Но это и есть жизнь. Поэтому я сохранял невозмутимый внешний вид.
Начались упрёки. Упрёки – это начало конца. Мы встречались и сразу после приветствия – поцелуев рук и щёк – начинали препираться. Мы уже не могли общаться иначе, кроме как противопоставляя то, что говорил собеседник, тому, что ты сам хочешь сказать. Причём, противопоставления выносились за скобки и кавычки сказанного, становились априорными. Встречаясь, мы загодя вставали в воинственную позу, и ничего не могли с этим поделать. Нас начала засасывать неизбежность разрыва. Я всё время требовал выпивки, того, сего, и Алёне это, естественно, было неприятно. Я, со своей стороны, старался не увлекаться спорами, поскольку они были пустыми, и не впадать в раздражение. Я улыбался из последних сил и пропускал обидные слова мимо ушей. Мы могли идти по улице и разговаривать, а потом вдруг я не выдерживал, разворачивался и уходил. Так же могла себя повести и Алёна. Я мог догнать её, мы договаривались не ругаться, и на короткое время воцарялось затишье. А мог и не догонять, садился в автобус и ехал в пригород, где о ту пору снимал комнату.
Мы мучили друг друга. Зачем же тогда мы продолжали общаться? Потому что не могли друг без друга. В разные разы причины нашей совместности находились разные, придуманные или практические – но мы скучали в разлуке и терзались вместе.
«К чёрту разницу лет, - твердил я себе, - я хочу отдать ей всё своё тепло, раз ничем другим не могу её отблагодарить». После очередного разрыва я думал: «Так, это всё. Ну что ж, подобьём итоги – мы больше не общаемся, и она, не умеющая отделять работы от личных отношений, не будет больше мне помогать и печатать тексты. Может, в этом всё дело? Может, я обманываю сам себя и исподволь общаюсь с ней только из-за текстов? Это мерзко. Предложу ей больше не работать, а только дружить». В другой раз я, наоборот, хотел предложить ей прекратить общение вне работы. Но я понимал, что это станет творческим самоубийством, ибо она обидится и назло не станет ничего делать. Я надеялся, что сама работа, сами эти тексты, добавляют в её одинокую жизнь новые краски. Обманывал ли я себя или не обманывал – в этом я не разобрался и уж никогда не разберусь. Потому что нет ничего проще, как по прошествии всех бурь и отношений навесить официальный ярлык – «это было так-то» - ведь события эти тебе ничем уже не грозят. Нет, ребята, как-то это неправильно. Я не знаю, что было, но знаю, что я хотел её, а она хотела меня.
«Мне нужен ты, а не твои демагогии», - так она мне говорила. Она была ненасытна и требовала «натуры».

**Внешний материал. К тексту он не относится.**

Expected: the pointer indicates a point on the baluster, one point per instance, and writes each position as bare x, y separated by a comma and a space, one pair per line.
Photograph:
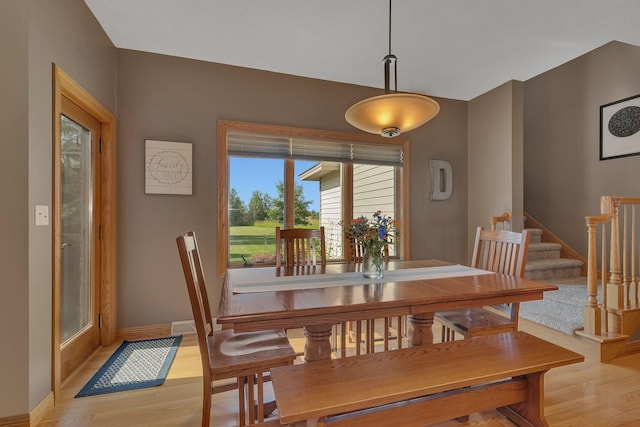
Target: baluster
604, 274
625, 255
634, 279
615, 288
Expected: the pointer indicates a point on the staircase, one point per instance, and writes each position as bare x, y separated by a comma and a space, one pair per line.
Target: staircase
544, 261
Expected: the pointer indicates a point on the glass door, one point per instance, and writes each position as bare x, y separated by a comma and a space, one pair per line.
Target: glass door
79, 227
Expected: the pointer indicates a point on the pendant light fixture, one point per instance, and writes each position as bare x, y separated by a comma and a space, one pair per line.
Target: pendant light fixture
394, 112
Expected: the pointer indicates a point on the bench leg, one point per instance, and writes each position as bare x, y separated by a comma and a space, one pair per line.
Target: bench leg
318, 343
420, 331
531, 411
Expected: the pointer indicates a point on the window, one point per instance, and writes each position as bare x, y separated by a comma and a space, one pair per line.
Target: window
289, 177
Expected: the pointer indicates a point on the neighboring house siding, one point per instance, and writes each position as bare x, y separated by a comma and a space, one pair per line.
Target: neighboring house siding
373, 190
330, 213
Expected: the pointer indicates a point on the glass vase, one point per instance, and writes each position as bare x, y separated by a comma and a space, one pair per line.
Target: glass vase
372, 265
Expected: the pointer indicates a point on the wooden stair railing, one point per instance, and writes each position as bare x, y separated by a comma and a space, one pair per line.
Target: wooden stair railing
619, 311
503, 219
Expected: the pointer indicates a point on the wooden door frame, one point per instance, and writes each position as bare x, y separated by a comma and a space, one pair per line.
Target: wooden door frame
64, 85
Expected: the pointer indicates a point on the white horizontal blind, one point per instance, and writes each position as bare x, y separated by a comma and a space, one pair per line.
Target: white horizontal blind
246, 144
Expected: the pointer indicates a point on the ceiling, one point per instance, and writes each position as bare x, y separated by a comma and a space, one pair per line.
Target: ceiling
455, 49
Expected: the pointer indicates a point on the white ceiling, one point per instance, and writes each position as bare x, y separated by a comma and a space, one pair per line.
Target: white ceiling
447, 48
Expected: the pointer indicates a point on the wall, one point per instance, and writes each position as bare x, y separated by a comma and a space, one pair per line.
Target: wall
14, 210
495, 156
564, 177
174, 99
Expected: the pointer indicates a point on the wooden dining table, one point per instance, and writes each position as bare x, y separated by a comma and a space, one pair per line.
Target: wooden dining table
316, 298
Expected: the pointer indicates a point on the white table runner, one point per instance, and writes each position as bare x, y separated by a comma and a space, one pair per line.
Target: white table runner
312, 281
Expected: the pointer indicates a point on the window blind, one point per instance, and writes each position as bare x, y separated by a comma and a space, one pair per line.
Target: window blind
246, 144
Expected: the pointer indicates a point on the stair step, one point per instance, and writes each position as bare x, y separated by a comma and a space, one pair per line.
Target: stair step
552, 268
543, 251
535, 235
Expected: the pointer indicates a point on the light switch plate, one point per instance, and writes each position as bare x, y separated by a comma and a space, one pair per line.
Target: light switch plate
42, 215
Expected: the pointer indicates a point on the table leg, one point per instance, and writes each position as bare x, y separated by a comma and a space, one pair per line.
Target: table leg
318, 343
420, 329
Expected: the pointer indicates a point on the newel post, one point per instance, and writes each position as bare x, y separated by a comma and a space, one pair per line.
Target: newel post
592, 311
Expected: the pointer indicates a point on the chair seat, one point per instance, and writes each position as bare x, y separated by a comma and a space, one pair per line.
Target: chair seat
246, 353
475, 321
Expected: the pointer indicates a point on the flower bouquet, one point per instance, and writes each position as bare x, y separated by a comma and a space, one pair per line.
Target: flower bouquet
373, 235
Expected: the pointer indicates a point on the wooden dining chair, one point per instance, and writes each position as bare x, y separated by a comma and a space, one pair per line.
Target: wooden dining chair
304, 249
364, 332
247, 357
300, 247
499, 251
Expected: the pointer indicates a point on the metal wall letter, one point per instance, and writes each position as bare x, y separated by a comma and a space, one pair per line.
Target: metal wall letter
441, 179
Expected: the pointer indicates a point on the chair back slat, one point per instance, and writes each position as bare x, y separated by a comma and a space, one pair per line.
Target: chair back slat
300, 247
501, 251
194, 278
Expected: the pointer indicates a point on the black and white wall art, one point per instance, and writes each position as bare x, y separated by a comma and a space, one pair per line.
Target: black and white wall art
620, 128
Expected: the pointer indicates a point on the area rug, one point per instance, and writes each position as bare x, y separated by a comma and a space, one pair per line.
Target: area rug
134, 365
562, 310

- Вот только не надо делать из меня эротоманку с бешенством матки, ладно?

Мне же нужен был свет. Это, конечно, демагогия,

- Конечно, демагогия!

 но так и есть. Свет и тепло.

- Наркота и бухло, если точнее – уж простите за правду. Мои главные и основные соперники.

Один раз я не выдержал и наорал на неё, когда ей не понравилось, как я подстригся,

- Мне не понравилось, что выяснив, что терпеть не могу, когда стригутся наголо –  именно это и сделал – даже не предупредив! Мне не понравилось отношение ко мне!

 и она стала меня выгонять. Я стучал ладонью по поверхности пола и орал ей, что я не кукла, которой можно вертеть. Она по обыкновению впала в ступор и заплакала. Так проходила зима.
Отношения стали обыденны, краски немного поблёкли, страстность выровнялась.

- Самый дурацкий и спорный тезис из всех, что здесь были. Убедительная просьба к автору – говорите только за себя!

Она замечала это, но не замечала того, что это естественное течение вещей.

- Протестую!

Она обвиняла меня в недостатке любви и внимания. А я не терплю показных проявлений внимания. Но часто, чтобы не обидеть её, я их демонстрировал. Любовь, которая не держится ни на чём, кроме страстности, долго не живёт – так устроен человек.

 - Здорово, когда в свои неполные тридцать лет уже точно знаешь - и на чём держится любовь, и как устроен человек – мне бы так!

 У меня, собственно, и не было этой страстности к Алёне.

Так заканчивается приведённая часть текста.